Post-translational modifications can regulate all aspects of inflammasome biology, from activation and inhibition, subcellular localization, their interactome and function. Monitoring PTM status could allow an assessment of inflammasomes activation status and of the upstream catalyzing enzymes. In the future, a well validated PTM has the potential to enable a precision medicine approach to identify a specific patient population that would benefit from selective inhibition of one respective inflammasome, if a pan inflammasome inhibition is not desirable. Likewise, a well characterized PTM might be an option for a target engagement biomarker for an inflammasome inhibitor.

PTMs have the potential to be used to control inflammasome activation in a specific manner. For instance, modulation of protein ubiquitylation could modulate protein stability, whereas some phosphorylation sites have been implicated in the subcellular localization (Guo et al., 2020; Bittner et al., 2021).

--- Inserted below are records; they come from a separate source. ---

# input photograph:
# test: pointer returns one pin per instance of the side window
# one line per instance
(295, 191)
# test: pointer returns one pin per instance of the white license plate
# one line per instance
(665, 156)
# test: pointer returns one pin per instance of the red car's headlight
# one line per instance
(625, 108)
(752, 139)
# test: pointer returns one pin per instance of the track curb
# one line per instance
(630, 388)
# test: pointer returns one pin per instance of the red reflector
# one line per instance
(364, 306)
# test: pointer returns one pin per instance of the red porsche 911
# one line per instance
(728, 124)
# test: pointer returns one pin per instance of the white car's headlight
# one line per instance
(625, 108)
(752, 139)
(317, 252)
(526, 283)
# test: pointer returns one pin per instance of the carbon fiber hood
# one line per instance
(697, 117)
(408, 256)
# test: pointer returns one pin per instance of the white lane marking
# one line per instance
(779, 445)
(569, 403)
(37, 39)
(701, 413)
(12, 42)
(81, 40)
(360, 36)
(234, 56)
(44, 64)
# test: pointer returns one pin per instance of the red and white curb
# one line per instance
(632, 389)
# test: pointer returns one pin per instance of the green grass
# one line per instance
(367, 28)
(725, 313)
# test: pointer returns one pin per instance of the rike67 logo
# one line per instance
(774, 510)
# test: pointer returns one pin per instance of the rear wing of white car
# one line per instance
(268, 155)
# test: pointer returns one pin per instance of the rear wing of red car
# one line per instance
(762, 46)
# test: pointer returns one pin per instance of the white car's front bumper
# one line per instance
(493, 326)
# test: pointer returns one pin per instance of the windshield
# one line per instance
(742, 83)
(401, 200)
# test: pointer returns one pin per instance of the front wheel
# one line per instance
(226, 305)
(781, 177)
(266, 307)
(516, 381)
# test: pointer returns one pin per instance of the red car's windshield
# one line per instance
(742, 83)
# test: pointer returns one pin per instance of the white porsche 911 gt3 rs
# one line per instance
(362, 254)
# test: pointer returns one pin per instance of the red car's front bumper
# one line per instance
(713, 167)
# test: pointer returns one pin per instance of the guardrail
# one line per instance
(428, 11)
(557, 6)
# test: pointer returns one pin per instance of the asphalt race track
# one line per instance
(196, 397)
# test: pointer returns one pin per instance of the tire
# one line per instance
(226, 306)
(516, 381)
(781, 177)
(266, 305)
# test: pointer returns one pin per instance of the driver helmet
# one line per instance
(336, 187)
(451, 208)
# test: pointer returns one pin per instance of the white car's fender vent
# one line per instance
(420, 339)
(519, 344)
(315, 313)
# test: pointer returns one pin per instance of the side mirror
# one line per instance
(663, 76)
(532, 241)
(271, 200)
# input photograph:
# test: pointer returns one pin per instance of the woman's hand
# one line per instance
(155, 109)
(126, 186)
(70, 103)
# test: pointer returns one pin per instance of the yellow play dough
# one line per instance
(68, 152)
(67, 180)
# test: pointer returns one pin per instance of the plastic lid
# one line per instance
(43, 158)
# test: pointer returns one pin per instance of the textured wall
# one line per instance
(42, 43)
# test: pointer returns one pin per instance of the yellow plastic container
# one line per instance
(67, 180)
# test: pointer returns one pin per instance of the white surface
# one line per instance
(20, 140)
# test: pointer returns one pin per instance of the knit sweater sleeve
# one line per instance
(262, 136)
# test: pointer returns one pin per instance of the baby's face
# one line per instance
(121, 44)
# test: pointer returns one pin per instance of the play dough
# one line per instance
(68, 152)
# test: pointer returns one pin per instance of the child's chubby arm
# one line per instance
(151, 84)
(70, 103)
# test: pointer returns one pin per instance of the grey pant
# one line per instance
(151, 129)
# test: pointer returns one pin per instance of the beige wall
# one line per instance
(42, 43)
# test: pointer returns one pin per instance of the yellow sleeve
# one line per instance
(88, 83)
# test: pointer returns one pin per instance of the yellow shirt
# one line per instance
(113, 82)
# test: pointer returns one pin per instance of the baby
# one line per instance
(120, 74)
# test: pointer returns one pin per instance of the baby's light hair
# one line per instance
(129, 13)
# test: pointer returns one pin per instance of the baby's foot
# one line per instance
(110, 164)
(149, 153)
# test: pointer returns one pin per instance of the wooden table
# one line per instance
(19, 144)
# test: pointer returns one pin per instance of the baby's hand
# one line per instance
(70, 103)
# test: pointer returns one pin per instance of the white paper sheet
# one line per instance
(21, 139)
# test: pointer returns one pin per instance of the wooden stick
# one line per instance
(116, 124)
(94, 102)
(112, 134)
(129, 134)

An intriguing, yet unproven application of well characterized inflammasome PTMs could be as diagnostic tools. Because CAPS is an extremely rare disease and patients show a heterogeneous multi-system clinical presentation, a significant delay exists between symptom onset and definitive diagnosis (Welzel and Kuemmerle-Deschner, 2021). Screening for and identification of a PTM associated with constitutively NLRP3 inflammasome activation in CAPS patients might in the future enable earlier diagnosis of their disease and thereby enable earlier therapeutic intervention to avoid morbidity and reduce mortality.

All PTMs are catalyzed by upstream enzymes, which could be drug targets by their own rights due to involvement in diseases not driven by excessive inflammasome activity. For some of these enzymes, a direct measurement of their activity, either in pre-clinical drug development or as target engagement or patient identification biomarker might prove to be too challenging. If a well characterized inflammasome PTM is indeed robustly predictive of upstream enzyme activity, this PTM could be tested as a more accessible, surrogate biomarker for the upstream drug target.